A Christopher, un peu inquiet, qu'il  rappela, il dit :

- C'était incroyable mais il faut que je sois seul, un peu.

- Tout va bien, tu es sûr ?

- Oui, je t'assure.

- Ton ami, Julian Barney arrive  bientôt, tu n'as pas perdu la mémoire ?

- Je sais qu'il arrive.

Et il disait vrai, s'étant régulièrement entretenu avec lui au téléphone depuis son arrivée en Californie. Pourtant, cette rencontre avait tout bousculé. Aussi éreinté que confus, il tomba dans un sommeil turbulent. Au matin, il était tendu de nouveau puis il décida de ne plus l'être et s'étira.

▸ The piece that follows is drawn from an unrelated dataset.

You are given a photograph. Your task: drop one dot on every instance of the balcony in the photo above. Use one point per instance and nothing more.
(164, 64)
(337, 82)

 Au matin, toute angoisse avait disparu.  Il reprit la route. L'aube était belle. Plus rose que verte au bord de l'océan. Il se sentit comme grisé et plusieurs fois, il fut submergé par une émotion si intense qu'il se demanda s'il ne devait pas s'arrêter là, descendre une petite côte, rejoindre une plage et nager à n'en plus finir. Elle, cette femme, lui avait donné la belle énergie du Faune, après tout  et il se sentait ivre de lui-même et du Danseur. L'eau scintillait et il décida de ne pas renoncer. Il se gara. L'océan bruissait et il dévala une pente sableuse avant de rejoindre les vagues douces. La marée était basse. Il n'y avait pas de courant. Il aimait la couleur de l'eau et sa tiédeur. Tout était facile. Il nagea longtemps, très longtemps, s'allongea sur la plage, ferma les yeux et s'écouta respirer puis, une autre fois, il entra dans l'eau. Il était déjà dix heures du matin, c'était un peu tard. Il y avait des promeneurs et d'autres baigneurs. L'océan n'était plus avec lui.